What IEEE 754-format floating point number is this? 1100 0000 1101 0000 0000 0000 0000 0000
First partition the digits to identify the sign, biased exponent, and mantissa:
1 1000 0001 1010 0000 0000 0000 0000 000. The red digit is the sign of the mantissa (1=negative). The green digits are the biased exponent. 1000 0001 is 129. Subtract the bias of 127 and the exponent is 2. The blue digits are the mantissa. Remember that the leftmost 1 is not stored, so we must insert it (in blue). The actual value of the mantissa is 1.101 0000 0000 0000 0000 0000. This must be multiplied by 22, giving
110.1 0000 0000 0000 0000 0000, which is 4 + 2 + ½ , or 6.5. Since the sign bit was 1, the result is negative, or -6.5. Note that the base for our exponent is 2, not 10.

EXAMPLE

Let's go the other way. Convert 17.75 to IEEE 754-format floating point. First, convert it to binary:
10001.11. In scientific notation, this is 10001.11 x 20. Shift the "binary point" four places to the left to normalize the number and we get 1.000111 x 24. The number is positive, so the sign bit is
0. The exponent is 4, so the biased exponent is 4 + 127 = 131, which in binary is 1000 0011. The mantissa would be 1.000 1110 0000 0000 0000 0000 except for our trick of not storing the leftmost digit of the mantissa. After we discard the leftmost digit, we get: 000 1110 0000 0000 0000 0000. Put the digits together and we get: 0100 0001 1000 1110 0000 0000 0000 0000. A number with this many bits is easier to represent in hex: 41 8E 00 00 .

Special cases:

0 is represented like this:

0 for sign, 0 for exponent, 0 for mantissa

Infinity is represented like this:

255 for exponent, 0 for mantissa (either + or -)

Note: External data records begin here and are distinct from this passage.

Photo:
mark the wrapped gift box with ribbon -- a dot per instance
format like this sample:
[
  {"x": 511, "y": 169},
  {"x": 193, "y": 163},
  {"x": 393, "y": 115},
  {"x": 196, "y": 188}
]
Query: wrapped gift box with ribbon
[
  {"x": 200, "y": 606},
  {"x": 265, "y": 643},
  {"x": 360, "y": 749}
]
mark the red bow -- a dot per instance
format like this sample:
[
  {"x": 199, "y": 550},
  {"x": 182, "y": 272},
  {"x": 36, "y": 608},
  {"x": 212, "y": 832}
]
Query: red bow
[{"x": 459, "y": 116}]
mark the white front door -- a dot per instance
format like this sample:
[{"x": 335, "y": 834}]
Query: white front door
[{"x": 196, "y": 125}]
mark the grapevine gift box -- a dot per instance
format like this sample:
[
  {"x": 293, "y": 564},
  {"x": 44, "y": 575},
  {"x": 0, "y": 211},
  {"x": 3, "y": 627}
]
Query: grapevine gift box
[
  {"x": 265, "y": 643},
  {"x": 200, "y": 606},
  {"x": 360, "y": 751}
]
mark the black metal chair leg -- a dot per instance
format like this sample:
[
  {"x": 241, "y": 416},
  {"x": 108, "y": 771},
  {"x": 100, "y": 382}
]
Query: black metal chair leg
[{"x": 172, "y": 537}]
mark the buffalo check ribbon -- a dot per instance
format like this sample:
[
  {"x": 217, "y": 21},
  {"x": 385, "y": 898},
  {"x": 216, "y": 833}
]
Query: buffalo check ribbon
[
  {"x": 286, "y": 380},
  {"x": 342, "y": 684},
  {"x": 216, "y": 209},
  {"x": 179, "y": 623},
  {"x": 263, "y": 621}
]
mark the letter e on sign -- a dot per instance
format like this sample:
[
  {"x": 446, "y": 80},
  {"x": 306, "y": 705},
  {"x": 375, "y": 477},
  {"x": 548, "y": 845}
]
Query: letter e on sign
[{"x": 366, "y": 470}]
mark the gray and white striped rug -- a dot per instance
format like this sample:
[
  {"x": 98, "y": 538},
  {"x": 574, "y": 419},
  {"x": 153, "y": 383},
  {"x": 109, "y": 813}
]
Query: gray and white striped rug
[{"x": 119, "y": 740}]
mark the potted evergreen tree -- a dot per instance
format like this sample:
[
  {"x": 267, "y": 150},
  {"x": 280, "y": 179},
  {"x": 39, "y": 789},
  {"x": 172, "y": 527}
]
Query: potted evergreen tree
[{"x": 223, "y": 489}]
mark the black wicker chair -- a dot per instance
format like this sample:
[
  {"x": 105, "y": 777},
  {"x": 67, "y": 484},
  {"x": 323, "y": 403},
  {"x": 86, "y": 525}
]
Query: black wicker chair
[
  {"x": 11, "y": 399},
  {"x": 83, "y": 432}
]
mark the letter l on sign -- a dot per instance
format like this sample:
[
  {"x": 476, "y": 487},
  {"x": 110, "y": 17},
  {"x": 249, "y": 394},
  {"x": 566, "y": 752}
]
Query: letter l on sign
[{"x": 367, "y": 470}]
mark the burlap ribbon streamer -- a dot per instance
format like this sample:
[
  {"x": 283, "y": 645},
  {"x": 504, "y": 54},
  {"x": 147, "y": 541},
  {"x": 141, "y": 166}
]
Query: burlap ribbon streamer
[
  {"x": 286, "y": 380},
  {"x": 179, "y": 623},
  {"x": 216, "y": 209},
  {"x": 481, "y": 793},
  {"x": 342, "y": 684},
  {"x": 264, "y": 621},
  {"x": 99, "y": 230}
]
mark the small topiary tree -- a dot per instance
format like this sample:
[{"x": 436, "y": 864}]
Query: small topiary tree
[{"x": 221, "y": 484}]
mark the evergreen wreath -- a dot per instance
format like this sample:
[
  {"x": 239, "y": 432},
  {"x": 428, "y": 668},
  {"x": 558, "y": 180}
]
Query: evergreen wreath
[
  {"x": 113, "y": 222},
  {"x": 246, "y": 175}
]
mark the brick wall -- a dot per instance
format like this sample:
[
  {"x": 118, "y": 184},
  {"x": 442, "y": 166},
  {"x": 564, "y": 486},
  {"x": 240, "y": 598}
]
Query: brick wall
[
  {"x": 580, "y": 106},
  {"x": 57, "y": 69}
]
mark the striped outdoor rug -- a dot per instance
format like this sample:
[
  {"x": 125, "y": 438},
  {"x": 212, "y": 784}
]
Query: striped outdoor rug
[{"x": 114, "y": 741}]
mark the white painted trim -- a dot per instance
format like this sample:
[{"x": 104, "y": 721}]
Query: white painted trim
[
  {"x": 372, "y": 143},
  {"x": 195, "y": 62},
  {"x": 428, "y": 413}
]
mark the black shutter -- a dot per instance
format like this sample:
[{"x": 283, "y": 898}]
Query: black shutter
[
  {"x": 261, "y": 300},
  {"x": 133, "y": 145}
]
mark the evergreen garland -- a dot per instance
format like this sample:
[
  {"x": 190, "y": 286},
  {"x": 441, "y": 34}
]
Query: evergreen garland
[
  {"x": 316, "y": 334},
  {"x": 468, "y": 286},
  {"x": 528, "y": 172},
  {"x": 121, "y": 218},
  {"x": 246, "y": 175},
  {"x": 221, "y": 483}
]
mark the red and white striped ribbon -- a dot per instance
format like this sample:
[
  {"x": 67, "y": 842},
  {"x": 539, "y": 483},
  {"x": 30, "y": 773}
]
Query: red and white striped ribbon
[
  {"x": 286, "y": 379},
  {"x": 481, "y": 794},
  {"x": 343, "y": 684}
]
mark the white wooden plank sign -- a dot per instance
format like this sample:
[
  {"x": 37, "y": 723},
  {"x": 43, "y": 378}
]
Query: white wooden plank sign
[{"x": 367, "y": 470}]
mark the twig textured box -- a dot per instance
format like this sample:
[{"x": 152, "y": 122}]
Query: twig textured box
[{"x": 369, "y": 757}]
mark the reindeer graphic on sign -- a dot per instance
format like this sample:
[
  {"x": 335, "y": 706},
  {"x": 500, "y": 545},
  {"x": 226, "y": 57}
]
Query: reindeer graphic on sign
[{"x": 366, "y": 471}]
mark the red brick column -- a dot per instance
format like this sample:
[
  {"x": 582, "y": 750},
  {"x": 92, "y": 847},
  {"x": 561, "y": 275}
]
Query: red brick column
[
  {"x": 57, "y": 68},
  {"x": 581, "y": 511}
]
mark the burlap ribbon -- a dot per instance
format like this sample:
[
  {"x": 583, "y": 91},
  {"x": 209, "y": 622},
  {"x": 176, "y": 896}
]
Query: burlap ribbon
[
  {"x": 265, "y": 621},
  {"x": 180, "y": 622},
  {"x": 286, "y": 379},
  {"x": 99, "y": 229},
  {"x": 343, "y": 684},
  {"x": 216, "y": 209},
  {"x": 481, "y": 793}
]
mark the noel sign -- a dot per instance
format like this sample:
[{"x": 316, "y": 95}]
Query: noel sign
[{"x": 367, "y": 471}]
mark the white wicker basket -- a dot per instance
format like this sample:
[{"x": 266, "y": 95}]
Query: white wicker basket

AN ALTERNATIVE REPRESENTATION: PACKED DECIMAL

Packed decimal uses 4 bits per digit, allowing 2 decimal digits to be "packed" into a single byte. 1100 is used to indicate a positive number, and 1101 is used to indicate a negative number. If the number of digits is odd (leaving half a byte left over), the sign bits will occupy the remaining half-byte. If the number of digits is odd, the sign bits will occupy the first four bits of an extra byte, leaving four bits unused. These remaining four bits are appended on the left (location of high-order [leading] digits).

EXAMPLE: DECIMAL to PACKED DECIMAL

Convert +12345 to packed decimal. Convert each digit to a 4-bit binary number, and append the 4-bit sign on the right end:

`   1    2    3    4    5    +`
`0001 0010 0011 0100 0101 1100`

EXAMPLE: DECMIAL to PACKED DECIMAL

Convert -7890 to packed decimal. Convert each digit to a 4-bit binary number, and append the 4bit sign on the right end. Append a 4-bit leading 0 to fill out the extra half-byte:

`   1    2    3    4    5    +`
`0000 0111 1000 1001 0000 1101`

EXAMPLE: PACKED DECIMAL TO DECIMAL

Convert the packed decimal number 0100 1001 0101 1000 1101 to base 10. To solve this problem, convert each 4-bit number to its equivalent decimal digit, and convert the rightmost 4 bits to its equivalent sign:

-4958

PROGRAMMING CONSIDERATIONS

I have one comment to add: In the 21st century, you don't need to worry very much about saving a few bits or CPU cycles here and there. If you think that an integer will never be larger than 255, you can store it in a byte, but your savings in both memory and CPU cycles will be minimal. However, if the value of the integer should get larger than you were able to foresee, and it exceeds 255, your program will fail. And this is the type of error that (on many systems) will not generate an error message; it will simply "wrap around" (i.e., throwing away the carry bit, so that 256 becomes 0, 257 becomes 1, etc.) and give the user incorrect output. If the output is not obviously wrong, the user will be making decisions based on incorrect calculations (just to save a few bits!). Today's computers use a word size of 32 or 64 bits, meaning that they both fetch data in 32- or 64-bit chunks and perform arithmetic operations on 32- or 64-bit chunks, so the time saved by using a data size smaller than the word size of the CPU you are using would probably either be 0 or insignificant. And, of course, saving time on a single instruction is meaningless; the only time that it matters is if the instruction is in a loop that is executed many, many times (e.g. millions of times).